PostPosted: Tue Jul 07, 2020 1:06 am
by Candlewhisper Archive
Nice thought process, though rather than add length to an existing issue I'd suggest you create a separate issue addressing exactly that question -- is mental healthcare the best way to address depression?

It sounds like you've thought about it, and if you can find some other approaches and viewpoints, I think you could have a good issue there.

PostPosted: Tue Jul 07, 2020 3:01 am
by Trotterdam
Candlewhisper Archive wrote:Nice thought process, though rather than add length to an existing issue I'd suggest you create a separate issue addressing exactly that question -- is mental healthcare the best way to address depression?

It sounds like you've thought about it, and if you can find some other approaches and viewpoints, I think you could have a good issue there.
Indeed. We already have several issues about depression (#62, #352, #496, #510, #576) and they pretty much always assume that it's a choice between "psychiatric care" and "let them kill themselves", so it seems arbitrary to single out #496 as the one to complain about (except that, presumably, it's the first one this player received).

#394 even points out problems with psychiatric care, but the only proposed solution (that isn't "ignore the problem to save money" or "corruptly cover it up") is more psychiatric care. If any of these issues warrants an update, that one should probably take priority.

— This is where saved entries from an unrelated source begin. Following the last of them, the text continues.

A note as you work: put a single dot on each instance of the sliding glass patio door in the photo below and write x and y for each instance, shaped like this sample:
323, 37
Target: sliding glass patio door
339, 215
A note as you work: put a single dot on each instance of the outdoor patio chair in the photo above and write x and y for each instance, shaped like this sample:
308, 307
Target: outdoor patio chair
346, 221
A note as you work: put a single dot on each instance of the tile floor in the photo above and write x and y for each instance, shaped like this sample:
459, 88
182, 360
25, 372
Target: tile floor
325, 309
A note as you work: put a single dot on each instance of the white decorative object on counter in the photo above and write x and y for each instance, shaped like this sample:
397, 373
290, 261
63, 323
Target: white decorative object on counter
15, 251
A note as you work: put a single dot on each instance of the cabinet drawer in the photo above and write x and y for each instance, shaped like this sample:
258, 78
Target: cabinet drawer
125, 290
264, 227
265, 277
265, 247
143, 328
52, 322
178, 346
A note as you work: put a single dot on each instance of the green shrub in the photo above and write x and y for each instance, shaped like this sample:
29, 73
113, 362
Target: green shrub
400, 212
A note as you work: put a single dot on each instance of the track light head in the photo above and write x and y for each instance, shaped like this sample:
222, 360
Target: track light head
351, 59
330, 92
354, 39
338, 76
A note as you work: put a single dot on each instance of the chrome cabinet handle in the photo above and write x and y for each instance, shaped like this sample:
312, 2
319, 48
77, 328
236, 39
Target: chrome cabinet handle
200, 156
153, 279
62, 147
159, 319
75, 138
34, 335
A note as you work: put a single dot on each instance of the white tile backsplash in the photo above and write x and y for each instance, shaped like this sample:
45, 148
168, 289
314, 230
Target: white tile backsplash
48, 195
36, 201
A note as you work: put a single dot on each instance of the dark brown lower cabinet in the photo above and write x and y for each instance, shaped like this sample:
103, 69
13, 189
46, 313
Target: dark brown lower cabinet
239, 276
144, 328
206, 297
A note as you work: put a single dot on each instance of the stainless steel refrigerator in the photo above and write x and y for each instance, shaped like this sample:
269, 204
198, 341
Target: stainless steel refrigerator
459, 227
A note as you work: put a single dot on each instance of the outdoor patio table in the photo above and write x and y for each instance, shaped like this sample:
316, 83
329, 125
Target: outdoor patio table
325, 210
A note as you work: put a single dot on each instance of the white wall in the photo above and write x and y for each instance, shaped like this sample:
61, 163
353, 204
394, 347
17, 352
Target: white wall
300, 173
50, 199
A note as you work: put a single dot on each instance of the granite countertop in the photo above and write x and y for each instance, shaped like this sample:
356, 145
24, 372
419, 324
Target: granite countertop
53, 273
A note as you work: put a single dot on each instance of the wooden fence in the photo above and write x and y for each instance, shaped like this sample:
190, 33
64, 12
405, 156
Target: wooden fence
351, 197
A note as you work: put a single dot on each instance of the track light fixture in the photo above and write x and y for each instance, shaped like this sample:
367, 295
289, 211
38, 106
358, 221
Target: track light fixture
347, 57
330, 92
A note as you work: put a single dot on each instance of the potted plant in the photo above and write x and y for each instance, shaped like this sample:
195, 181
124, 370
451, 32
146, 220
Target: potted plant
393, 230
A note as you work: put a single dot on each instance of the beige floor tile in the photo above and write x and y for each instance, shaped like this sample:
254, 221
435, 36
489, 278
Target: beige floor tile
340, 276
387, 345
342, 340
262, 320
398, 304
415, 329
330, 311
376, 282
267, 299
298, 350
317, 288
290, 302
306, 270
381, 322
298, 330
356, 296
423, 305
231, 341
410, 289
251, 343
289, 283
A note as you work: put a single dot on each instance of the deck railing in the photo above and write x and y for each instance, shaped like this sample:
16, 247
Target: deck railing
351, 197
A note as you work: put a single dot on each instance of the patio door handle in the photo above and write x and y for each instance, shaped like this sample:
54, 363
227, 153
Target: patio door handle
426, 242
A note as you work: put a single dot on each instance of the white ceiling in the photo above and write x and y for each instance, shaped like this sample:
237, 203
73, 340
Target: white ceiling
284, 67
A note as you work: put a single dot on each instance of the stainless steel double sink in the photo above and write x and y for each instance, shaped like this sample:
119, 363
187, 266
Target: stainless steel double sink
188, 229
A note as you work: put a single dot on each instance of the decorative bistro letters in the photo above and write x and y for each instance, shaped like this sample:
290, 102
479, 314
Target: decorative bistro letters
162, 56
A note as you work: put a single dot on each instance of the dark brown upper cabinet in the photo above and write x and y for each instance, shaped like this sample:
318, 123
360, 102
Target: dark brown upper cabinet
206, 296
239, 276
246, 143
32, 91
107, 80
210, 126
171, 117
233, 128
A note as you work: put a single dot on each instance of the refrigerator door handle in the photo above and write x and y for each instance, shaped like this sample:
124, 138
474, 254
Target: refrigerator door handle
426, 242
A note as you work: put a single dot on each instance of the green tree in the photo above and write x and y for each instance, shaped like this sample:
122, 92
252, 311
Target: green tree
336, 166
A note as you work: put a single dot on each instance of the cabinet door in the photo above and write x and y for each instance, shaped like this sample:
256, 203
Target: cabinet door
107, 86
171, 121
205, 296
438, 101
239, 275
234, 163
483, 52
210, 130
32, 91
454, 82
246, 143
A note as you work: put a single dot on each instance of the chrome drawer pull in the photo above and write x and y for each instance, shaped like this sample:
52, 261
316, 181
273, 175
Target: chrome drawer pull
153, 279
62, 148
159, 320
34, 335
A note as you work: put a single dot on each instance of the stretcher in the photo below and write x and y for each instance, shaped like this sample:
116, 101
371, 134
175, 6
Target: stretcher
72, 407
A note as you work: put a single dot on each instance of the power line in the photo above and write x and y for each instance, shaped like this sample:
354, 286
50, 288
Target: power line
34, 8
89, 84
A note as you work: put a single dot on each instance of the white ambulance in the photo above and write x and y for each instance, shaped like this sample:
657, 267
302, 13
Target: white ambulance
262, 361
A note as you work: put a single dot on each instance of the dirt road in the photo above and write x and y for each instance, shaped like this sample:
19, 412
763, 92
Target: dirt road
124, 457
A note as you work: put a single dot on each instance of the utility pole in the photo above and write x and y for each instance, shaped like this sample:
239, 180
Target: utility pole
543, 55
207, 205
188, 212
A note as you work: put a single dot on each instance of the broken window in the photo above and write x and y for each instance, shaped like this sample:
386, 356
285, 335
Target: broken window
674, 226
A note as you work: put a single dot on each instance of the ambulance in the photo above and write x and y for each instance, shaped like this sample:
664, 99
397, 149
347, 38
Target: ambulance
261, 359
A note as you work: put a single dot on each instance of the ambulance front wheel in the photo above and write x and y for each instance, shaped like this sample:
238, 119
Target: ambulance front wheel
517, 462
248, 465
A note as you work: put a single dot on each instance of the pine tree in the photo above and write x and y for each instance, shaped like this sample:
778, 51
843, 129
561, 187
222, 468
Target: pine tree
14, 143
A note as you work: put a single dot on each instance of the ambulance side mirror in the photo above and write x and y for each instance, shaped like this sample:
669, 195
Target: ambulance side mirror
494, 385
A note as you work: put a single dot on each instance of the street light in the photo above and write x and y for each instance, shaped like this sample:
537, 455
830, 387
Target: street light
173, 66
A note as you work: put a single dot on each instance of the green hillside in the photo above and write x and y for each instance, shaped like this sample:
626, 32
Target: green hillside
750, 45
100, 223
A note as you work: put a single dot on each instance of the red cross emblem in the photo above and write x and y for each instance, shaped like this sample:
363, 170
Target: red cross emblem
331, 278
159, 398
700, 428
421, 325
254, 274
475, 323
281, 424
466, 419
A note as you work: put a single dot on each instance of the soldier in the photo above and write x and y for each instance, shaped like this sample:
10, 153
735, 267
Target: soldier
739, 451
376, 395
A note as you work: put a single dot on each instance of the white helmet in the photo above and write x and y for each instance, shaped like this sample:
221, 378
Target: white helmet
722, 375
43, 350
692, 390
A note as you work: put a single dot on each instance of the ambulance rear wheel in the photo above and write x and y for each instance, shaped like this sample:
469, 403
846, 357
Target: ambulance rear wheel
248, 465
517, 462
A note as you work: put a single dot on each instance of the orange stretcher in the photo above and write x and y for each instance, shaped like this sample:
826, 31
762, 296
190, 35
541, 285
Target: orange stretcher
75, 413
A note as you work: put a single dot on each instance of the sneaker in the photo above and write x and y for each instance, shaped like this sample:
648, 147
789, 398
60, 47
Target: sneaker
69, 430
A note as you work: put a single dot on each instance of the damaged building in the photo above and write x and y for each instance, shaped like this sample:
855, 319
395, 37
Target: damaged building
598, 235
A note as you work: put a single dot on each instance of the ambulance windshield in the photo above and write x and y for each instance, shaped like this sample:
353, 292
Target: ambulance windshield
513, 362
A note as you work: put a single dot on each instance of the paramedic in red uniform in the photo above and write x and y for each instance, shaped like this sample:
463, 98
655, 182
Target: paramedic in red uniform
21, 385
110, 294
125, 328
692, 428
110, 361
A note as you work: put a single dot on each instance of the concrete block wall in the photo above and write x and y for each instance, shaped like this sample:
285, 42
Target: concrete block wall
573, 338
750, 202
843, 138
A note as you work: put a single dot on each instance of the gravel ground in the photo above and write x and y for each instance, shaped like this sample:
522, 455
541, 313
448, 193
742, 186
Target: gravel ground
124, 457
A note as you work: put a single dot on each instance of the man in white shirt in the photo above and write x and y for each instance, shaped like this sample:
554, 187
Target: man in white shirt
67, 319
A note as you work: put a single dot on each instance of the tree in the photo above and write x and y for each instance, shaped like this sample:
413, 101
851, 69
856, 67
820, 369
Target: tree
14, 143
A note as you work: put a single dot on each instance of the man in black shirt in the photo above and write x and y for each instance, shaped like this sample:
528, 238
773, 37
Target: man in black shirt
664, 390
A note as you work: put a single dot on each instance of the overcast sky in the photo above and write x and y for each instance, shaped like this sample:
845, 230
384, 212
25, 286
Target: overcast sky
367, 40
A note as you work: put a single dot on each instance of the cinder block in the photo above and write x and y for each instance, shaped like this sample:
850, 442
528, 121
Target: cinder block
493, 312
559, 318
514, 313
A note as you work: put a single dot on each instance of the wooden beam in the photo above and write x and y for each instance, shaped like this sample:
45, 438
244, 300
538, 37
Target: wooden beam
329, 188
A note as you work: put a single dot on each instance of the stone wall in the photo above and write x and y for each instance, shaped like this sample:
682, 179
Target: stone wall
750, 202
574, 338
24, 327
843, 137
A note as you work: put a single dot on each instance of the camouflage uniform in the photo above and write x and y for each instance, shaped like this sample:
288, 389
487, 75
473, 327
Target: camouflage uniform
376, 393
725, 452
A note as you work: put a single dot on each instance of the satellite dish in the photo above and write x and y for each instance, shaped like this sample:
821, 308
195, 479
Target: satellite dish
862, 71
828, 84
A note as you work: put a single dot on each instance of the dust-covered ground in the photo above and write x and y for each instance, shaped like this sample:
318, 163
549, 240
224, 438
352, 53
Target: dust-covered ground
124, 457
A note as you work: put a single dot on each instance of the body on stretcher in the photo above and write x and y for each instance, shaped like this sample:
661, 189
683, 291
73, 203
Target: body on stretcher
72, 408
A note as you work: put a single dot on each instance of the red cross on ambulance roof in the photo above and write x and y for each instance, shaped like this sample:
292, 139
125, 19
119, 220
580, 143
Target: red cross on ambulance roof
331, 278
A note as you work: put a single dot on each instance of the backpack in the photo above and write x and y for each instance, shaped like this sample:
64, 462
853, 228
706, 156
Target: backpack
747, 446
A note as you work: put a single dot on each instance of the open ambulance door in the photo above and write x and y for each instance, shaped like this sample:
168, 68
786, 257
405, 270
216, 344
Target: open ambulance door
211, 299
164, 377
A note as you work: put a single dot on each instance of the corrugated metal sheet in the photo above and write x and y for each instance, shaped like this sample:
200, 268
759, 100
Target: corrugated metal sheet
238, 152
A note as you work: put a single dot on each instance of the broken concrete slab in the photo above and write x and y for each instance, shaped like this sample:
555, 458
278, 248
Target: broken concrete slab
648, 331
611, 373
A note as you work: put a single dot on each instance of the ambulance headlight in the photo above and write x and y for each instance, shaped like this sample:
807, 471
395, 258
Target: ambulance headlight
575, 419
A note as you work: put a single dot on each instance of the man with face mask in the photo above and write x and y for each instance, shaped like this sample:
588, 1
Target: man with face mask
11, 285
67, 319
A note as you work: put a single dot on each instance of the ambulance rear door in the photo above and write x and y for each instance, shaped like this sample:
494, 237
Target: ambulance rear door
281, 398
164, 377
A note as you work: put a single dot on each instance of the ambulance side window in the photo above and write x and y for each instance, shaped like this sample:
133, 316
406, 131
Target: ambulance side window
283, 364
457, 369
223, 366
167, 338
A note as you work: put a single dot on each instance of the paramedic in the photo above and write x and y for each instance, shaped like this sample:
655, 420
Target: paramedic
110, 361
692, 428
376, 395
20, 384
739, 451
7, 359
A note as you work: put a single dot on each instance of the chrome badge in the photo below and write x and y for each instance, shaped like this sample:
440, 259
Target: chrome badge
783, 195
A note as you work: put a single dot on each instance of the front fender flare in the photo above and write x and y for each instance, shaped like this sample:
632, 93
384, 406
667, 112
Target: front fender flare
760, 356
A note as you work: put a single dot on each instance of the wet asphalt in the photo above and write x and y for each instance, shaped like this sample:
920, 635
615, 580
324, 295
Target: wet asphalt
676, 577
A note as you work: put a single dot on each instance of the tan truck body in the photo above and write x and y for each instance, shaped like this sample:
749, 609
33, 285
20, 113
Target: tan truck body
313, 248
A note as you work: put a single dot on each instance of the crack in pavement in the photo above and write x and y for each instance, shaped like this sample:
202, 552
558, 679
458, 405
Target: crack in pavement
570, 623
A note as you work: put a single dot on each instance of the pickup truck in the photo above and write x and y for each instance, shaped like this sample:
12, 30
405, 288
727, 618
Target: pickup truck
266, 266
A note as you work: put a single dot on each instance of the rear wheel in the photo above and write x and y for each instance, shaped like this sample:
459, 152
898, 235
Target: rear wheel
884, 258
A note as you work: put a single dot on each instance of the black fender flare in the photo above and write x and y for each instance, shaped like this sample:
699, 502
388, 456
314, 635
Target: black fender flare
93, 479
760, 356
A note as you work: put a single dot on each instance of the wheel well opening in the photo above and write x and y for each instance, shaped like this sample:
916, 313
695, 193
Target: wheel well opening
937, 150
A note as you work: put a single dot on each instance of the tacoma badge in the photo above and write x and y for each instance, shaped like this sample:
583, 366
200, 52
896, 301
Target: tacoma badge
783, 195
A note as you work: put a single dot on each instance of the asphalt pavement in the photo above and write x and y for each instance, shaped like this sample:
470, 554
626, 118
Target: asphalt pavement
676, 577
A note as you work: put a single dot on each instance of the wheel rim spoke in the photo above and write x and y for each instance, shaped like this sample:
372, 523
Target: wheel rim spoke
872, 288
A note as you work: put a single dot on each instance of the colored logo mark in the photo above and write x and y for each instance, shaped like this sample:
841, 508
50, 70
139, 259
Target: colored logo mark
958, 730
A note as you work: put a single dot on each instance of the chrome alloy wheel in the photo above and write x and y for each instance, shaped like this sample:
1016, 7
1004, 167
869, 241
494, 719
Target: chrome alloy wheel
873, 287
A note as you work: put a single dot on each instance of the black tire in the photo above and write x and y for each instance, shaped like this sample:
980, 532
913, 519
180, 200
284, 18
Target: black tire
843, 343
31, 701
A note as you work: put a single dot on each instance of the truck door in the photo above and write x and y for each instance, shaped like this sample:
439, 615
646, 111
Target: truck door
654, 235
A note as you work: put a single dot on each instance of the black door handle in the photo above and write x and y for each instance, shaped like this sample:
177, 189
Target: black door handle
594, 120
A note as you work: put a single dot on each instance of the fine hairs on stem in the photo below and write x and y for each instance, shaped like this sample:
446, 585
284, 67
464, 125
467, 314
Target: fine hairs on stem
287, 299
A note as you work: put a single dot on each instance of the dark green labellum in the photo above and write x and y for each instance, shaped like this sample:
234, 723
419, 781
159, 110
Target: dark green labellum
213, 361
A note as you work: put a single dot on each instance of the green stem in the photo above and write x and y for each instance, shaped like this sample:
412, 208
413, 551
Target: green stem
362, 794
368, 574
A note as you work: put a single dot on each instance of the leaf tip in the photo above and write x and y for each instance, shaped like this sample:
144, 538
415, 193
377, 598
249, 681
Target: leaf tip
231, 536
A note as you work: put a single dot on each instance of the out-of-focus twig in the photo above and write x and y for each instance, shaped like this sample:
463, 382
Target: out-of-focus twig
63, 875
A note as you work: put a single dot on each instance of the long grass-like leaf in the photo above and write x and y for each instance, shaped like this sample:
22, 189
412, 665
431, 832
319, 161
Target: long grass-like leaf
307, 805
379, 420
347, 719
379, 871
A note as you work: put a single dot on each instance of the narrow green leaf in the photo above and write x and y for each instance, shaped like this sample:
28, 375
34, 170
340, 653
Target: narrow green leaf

Personally I'm of the attitude that if people are depressed, it's because their life is depressing. Proper care should involve figuring out what circumstances in their life they're depressed about and helping them fix it. (Or occasionally helping them come to terms with it and find something else worth living for, but that's definitely a plan B.) Telling them that their feelings are wrong (by calling them a "mental illness") is condescending.

That does seem pretty close to the option Romance and Reverie is suggesting. Though if it's going to be the subject of an entirely new issue, we probably want more than one not-covered-in-previous-issues approach.